Iowa Court Finds Navistar, Inc. Does Not Owe A Duty For Replacement Parts
CASE RESULTS DEPEND UPON A VARIETY OF FACTORS UNIQUE TO EACH CASE. CASE RESULTS DO NOT GUARANTEE OR PREDICT A SIMILAR RESULT IN ANY FUTURE CASE.
On April 22, 2015, an Iowa trial court granted summary judgment for Navistar, Inc., finding that the vehicle manufacturer did not owe a duty to warn with respect to safe use of replacement vehicle component parts manufactured and sold by others. This case arises out of Plaintiff’s claim that David Foote suffered injuries as a result of being exposed to asbestos-containing products.
The plaintiff worked in various occupations, including as a mechanic, during which he did brake, clutch and engine work on automobiles and heavy duty trucks. He testified that he used compressed air to blow out debris when removing old brakes and that he sometimes filed or ground the replacement brake linings. He identified working on International (Navistar) vehicles, amongst various others.
The plaintiff was not able to say that he removed the factory original brakes from any International vehicle. He also could not identify the manufacturer of any brakes he removed. He could identify the replacement parts he used on these vehicles and they were supplied by other manufacturers, some of which were defendants in the case.
Judge Richard Davidson of the Iowa District Court for Pottawattamie County found that there was no genuine issue of material fact that the plaintiff was exposed to Navistar products inasmuch as he could not identify removing factory original equipment brakes.
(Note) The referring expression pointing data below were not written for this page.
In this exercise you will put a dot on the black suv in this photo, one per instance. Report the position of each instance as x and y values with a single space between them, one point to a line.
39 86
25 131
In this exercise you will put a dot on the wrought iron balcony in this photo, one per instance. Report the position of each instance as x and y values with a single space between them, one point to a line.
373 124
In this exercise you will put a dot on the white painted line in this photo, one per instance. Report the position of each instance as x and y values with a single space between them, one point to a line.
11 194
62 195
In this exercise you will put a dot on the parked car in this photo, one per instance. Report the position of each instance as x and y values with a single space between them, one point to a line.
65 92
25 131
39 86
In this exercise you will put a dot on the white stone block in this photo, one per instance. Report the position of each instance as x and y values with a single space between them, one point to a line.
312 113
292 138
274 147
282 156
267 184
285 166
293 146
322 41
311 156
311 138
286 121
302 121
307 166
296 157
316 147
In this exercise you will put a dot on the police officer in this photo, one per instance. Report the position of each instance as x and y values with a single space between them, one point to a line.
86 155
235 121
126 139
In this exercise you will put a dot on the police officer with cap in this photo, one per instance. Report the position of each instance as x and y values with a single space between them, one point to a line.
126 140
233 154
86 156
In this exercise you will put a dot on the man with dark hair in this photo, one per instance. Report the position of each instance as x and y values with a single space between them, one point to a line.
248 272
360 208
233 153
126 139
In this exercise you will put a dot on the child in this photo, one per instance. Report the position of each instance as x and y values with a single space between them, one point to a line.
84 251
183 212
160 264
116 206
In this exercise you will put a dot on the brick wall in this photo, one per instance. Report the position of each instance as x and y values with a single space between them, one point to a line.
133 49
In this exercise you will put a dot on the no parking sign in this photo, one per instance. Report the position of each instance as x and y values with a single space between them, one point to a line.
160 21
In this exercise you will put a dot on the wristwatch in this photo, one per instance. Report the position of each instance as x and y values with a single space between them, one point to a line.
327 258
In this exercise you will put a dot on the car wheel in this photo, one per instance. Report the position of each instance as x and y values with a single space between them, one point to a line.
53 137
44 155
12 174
The court also found that plaintiff had not demonstrated a genuine issue of material fact that the plaintiff worked with replacement parts supplied by the defendants.
Plaintiff argued that the lack of product identification was not fatal to the failure to warn claim because vehicle manufacturers had a duty to warn about proper use of replacement parts, whether or not the vehicle manufacturer supplied them. Plaintiff argued that it was reasonably foreseeable that customers would use asbestos-containing replacement brakes made and sold by other companies, and that the vehicle manufacturers had a duty to warn of these dangers and were negligent in carrying out this duty. The court rejected this argument, finding that, "a plaintiff in a products liability case must prove that the injury-causing product was a product manufactured or supplied by the defendant." Court Order re Navistar, p.8 (citations omitted). The court found that, and that a vehicle manufacturer does not have a duty to warn about potential dangers associated with a replacement part made by someone else.
Plaintiff was represented by Jay Stuemke and Kevin Paul of Simon Greenstone Panatier Bartlett in Dallas.
Navistar was represented by David Lutz and Jesse Sater of Bowman and Brooke LLP in Minneapolis.